The Office for Budget Responsibility warned that if all immigration stopped from 2016 then growth would be lower – and the public debt burden could be expected to balloon to 174 per cent of GDP over the next 50 years.
Issuing its annual long-term analysis, the body tasked by the Government with checking the state of the country’s finances said that net immigration will be 140,000 per year. It expects migration at this rate will see the national debt increase to around 100 per cent of GDP by 2062-63, up from its present level of 75 per cent of GDP.
Contrary to the accusation that immigration puts more pressure on the country’s finances, the OBR added that if net immigration were to rise to 260,000 a year over the next five decades, the national debt would still be below 80 per cent in 50 years’ time.
“Overall migration has a positive impact on the sustainability of the public finances”, said the OBR. “Since migrants tend to be more concentrated in the working-age group relatively to the rest of the population immigration has a positive effect on the public sector’s debt dynamics”.
Despite these projections from the OBR, the Coalition has pledged to bring annual net immigration down to “the tens of thousands” by 2015. The most recent figures from the Office for National Statistics showed that there was net immigration of 153,000 to the UK in the year to September 2012. This was down from 242,000 in the year to September 2011.
The organisation also warned that the UK’s national debt burden could explode over the next half century unless the efficiency of the National Health Service improves drastically.
It said that an ageing population would impose considerable strain on the public purse over the coming decades by increasing demand for health spending.
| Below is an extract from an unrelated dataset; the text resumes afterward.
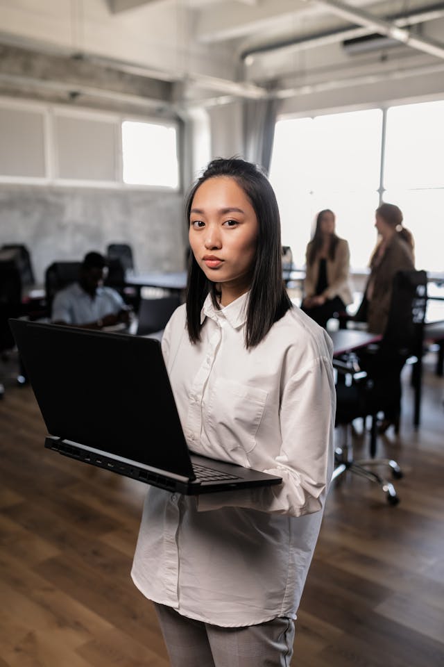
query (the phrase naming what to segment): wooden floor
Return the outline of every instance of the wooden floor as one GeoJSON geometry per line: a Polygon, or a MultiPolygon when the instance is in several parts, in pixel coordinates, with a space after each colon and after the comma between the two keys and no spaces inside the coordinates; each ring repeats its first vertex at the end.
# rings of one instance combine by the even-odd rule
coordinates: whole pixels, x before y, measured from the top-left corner
{"type": "MultiPolygon", "coordinates": [[[[405,473],[400,505],[355,477],[332,489],[294,667],[444,666],[444,381],[432,363],[420,429],[406,384],[401,437],[379,443],[405,473]]],[[[0,401],[0,667],[166,667],[130,577],[145,487],[45,450],[12,364],[0,401]]],[[[359,435],[355,448],[366,453],[359,435]]]]}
The OBR added that if productivity in the health sector did not rise in line with efficiency in the rest of the economy – and if more state resources had to be diverted to health as a result – the national debt could spiral to over 200 per cent of GDP by the 2060s.
The UK last had a debt burden above 200 per cent of GDP when it emerged from the Second World War. In the medium term the OBR expects the national debt to rise to 85.6 per cent of GDP 2016-17 before falling back until the 2030s.
Stripping out the uncertainty about health productivity, the OBR said that the state’s long-term structural fiscal position had actually improved since last year. The watchdog said that the improvement was a result of the extra fiscal consolidation that George Osborne has pencilled in to take place in the next Parliament.